Plusieurs rencontres importantes : le regretté Paul Vatine, lui aussi pétri d’une philosophie d’artisan, Dominique Marsaudon, ancien skipper, Nigel Irens, architecte naval, Patrice Lafargue PDG d’Idec qui lui fera confiance pour ce tour du monde, Jean-Yves Bernot, le  » sorcier « , routeur météo.

Un résumé du parcours de ce record ? Tout en simplicité, encore :  » J’ai eu la chance de bénéficier d’un bateau qui permet de naviguer vite, longtemps et sur de grands trajets. Il faut imaginer un véliplanchiste qui ferait une glissade ininterrompue à travers les océans. L’indien a été très rapide. Dans le Pacifique, j’ai dû batailler un peu plus avec des phénomènes météo très complexes qui m’ont obligé à descendre très au sud. J’ai vu cinq icebergs dans la même journée et ça commençait à être un peu inquiétant. J’avais du mal à voir les différences entre les crêtes de vagues et les glaces. Je suis passé assez rapidement au cap Horn et après, dans la remontée de l’Atlantique, j’ai découvert ce que c’était de s’arrêter. Puis, j’ai eu beaucoup de vent debout, auquel les trimarans ne sont pas vraiment adaptés. Ensuite, malgré les soucis techniques, le bateau a réussi à rentrer. Ça n’a pas été facile tous les jours… Je pensais que la probabilité de battre le record était d’une chance sur trois ou quatre. Avant de parler de record, le simple fait de réussir à boucler un tour du monde en multicoque sans avarie et sans s’arrêter n’est pas gagné d’avance… C’est tout juste si je ne me suis pas fait tirer les oreilles par mes architectes qui m’ont dit que j’étais allé trop vite, que je n’avais pas respecté le programme du bateau. « , dit-il en riant.
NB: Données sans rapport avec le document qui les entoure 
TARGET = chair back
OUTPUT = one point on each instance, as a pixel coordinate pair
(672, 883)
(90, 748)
Son avenir ?  » J’essaierai probablement Cadix-San Salvador, des records dans le Pacifique et aussi tenter de reprendre celui des 24 heures à Sodeb’O.  » Certains marins vous décrivent des mers improbables qui sans leurs mots n’existeraient pas.

Trente, quarante, cinquante degrés de gîte qu’ils semblent encore tentés de compenser. Un bateau à sec de toile, des bruits terrifiants, une mer énorme, abjecte, qui déferle par à-coups jusqu’en pied de mât. Sur les pontons de Brest ou de la Trinité, Joyon rêve de nouveaux exploits.

Une bouffée de vent tiède, presque fugace s’empare d’une voile d’avant. Un voilier qui s’incline très doucement sur l’eau, avec une élégance suave, timide, presque tendre. Un regard furtif du Trinitain qui se souvient d’être un jour resté le sourire aux lèvres des journées entières rien qu’en manoeuvrant, stimulé par l’adresse et le plaisir du contact avec le bateau.  » Oui, je vais repartir  » murmure-t-il.